Book38 | Jul 6, 2015 3:05:32 PM: It is not accurate to call people who are listed on a Sex Offender Registry "sex offenders". I think "Registered Citizens" is a decent term. The term "sex offender" is used by the terrorists who support the Sex Offender Registry. It is a weapon of war.

When I read articles like this it always solidifies my belief that all people who are listed on a Sex Offender Registry should go out of their way to be around children all the time. I really believe that should be one of the main goals of any listed person. And it just so happens that can be done pretty easily just by living a normal life. But listed people should go well beyond that and form close relationships with people who do not know they are listed. It is easy to do and it is what the Registries deserve.

Posted by: FRegistryTerrorists | Jul 8, 2015 9:22:24 AM

FRegistryTerrorists

When you know all the facts, then you can correct me. Sex Offender is the proper term.

We can haggle over semantics when the law get changed.

Posted by: Book38 | Jul 8, 2015 1:54:02 PM

Book38 | Jul 8, 2015 1:54:02 PM: Please tell all of us the facts that we need to know in order to determine if it is accurate to call people who are listed on a Sex Offender Registry "sex offender". Then all of us will know enough in order to "correct" you or not. In the meantime, I will more fully explain my point.

Let's presume that you told a lie a couple of decades ago. At that time, I could accurately call you "liar", right? Do you tell lies today? Let's presume not. So can I call you "liar" today? Is that okay with you? How about if I call you "liar" for the rest of your life? Based on your use of "sex offender", I assume that you are okay with that. Or, do you need a nanny big government to create a website with your picture on it, along with the pictures of a bunch of other liars, and say "these people are liars"? Then all of us can call you "liar"?

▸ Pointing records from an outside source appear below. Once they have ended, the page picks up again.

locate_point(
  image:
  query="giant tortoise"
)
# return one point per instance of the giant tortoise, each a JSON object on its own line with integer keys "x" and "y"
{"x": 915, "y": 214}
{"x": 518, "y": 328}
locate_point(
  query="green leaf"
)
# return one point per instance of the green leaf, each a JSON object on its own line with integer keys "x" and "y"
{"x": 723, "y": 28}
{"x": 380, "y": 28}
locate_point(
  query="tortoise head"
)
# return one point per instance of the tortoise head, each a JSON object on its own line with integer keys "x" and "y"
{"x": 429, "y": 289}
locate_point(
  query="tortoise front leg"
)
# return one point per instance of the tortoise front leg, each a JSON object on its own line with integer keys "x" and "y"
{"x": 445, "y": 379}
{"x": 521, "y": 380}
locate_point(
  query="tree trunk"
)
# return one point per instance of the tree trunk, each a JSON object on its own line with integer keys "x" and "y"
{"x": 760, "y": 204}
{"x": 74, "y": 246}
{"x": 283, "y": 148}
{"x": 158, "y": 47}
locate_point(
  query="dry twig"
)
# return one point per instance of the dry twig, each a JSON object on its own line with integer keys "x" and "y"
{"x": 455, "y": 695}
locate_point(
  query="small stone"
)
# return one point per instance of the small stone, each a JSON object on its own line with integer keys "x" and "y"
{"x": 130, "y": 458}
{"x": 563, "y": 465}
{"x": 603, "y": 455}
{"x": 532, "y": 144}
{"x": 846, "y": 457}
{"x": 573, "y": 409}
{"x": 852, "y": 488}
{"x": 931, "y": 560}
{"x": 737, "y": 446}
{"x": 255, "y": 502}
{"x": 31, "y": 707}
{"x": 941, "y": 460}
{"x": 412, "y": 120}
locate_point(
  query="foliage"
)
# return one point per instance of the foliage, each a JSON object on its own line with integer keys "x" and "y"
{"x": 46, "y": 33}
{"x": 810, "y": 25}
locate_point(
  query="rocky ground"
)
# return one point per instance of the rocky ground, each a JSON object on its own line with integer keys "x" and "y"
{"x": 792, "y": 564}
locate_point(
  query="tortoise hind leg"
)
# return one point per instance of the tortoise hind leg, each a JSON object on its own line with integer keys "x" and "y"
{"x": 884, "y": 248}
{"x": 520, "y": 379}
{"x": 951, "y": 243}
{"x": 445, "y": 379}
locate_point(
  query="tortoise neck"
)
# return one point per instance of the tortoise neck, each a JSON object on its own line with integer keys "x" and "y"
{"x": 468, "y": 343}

The problem with "sex offender" is that it is an extremely pejorative term that is used by the terrorists who support the Sex Offender witch hunt. They use it in all of their propaganda. I'm sure you've heard one of their favorite lies of "once a sex offender, always a sex offender". Calling listed people "sex offender" supports that lie. People who are listed on a Sex Offender Registry are not "sex offenders", they are people who are listed on a nanny big government list.

We are in a war with terrorists. Words matter. People who call other people names (like "sex offender") open themselves up to being called pretty much anything.

Posted by: FRegistryTerrorists | Jul 9, 2015 8:19:06 AM

I am not in agreement with the individual who believes those who support the Sex Offender registry are terrorist. They do however align themselves with those who burned witches, jailed communist, and cried crucify Him. Being fearful and having poor information, about those on the registry, has brought out hatred in many of us. Unfortunately, I have walked more than a mile on both sides. We are all in need of the Grace of God to forgive and love each other.
To those on the registry, right or wrong, it is what it is. To those who were not placed on this list, you are on another list with us. Sinners needing love and forgiveness. I love and forgive you. Please allow me to worship with you.